In order to achieve consistend and repeatable results with prompt engineering we must structure the queries so that data is processed effectively and the correct context is applied for each individual query

  • Unstructured Data => Disambiguated Data => Data Embeddings => Context

  • (Data Intake)–––––(Data Preprocessing)––-(Data Procesisng)––(ReportGen)

    • Each step must achieve a specific goal and enable the following process to do the same thing. To achieve this each step must have its own solutions and models.

Data intake:

Data intake is the most important part of the process because of the GIGO principle.
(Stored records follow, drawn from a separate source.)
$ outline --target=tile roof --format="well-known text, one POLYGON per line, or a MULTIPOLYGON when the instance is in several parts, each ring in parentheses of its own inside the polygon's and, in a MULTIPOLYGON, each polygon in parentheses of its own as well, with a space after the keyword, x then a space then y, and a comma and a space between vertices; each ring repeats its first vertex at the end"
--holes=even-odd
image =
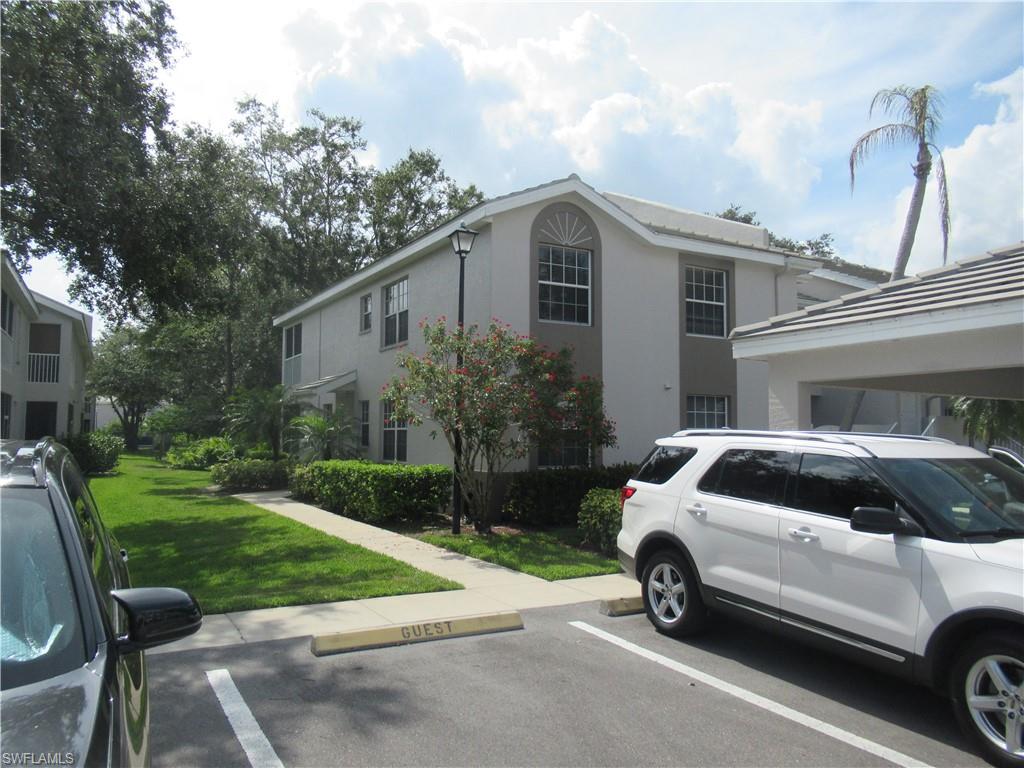
MULTIPOLYGON (((1024 298, 1024 243, 735 329, 730 338, 807 330, 1024 298)), ((1024 326, 1024 317, 1021 317, 1024 326)))

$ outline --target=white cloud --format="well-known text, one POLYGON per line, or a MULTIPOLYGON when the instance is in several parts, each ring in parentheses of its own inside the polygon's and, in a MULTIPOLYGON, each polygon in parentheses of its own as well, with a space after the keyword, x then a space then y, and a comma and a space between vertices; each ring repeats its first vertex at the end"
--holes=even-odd
MULTIPOLYGON (((1024 123, 1021 93, 1024 70, 993 83, 978 84, 979 95, 1001 100, 993 122, 974 127, 964 142, 944 147, 951 227, 949 261, 1024 240, 1024 123)), ((903 230, 912 185, 893 201, 881 226, 865 224, 854 236, 856 258, 890 267, 903 230)), ((929 179, 907 273, 942 263, 935 174, 929 179)))

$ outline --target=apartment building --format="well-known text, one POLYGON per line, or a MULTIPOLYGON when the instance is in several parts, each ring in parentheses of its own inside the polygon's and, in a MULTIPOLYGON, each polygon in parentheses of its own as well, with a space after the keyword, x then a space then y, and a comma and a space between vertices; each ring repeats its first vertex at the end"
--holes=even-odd
MULTIPOLYGON (((467 325, 496 317, 551 348, 572 347, 578 373, 604 382, 616 423, 604 463, 637 461, 681 426, 767 425, 767 368, 734 360, 728 336, 795 311, 798 283, 819 261, 771 248, 764 227, 600 194, 574 174, 461 218, 479 231, 466 260, 467 325)), ((283 383, 353 416, 368 458, 450 460, 430 425, 392 419, 380 390, 398 373, 398 351, 422 351, 419 321, 455 322, 459 258, 449 236, 458 223, 274 318, 283 383)), ((548 449, 529 466, 581 457, 578 446, 548 449)))
POLYGON ((6 254, 0 299, 0 435, 35 439, 83 431, 92 317, 29 290, 6 254))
The model can only work with the insights already in the data and noise can achieve the opposite effect.

  • In order to minimize GIGO we must:
    • Clearly determine the shape of the data that will be given to the model.
      • Inconsistent data sources = Inconsistent results
      • Determine different variables to be analized
      • handle missing data

Data Preprocessing

  • Data Preprocessing takes in unstructured data and parses it into individual variables that will be used in our pipeline for multi modal analysis.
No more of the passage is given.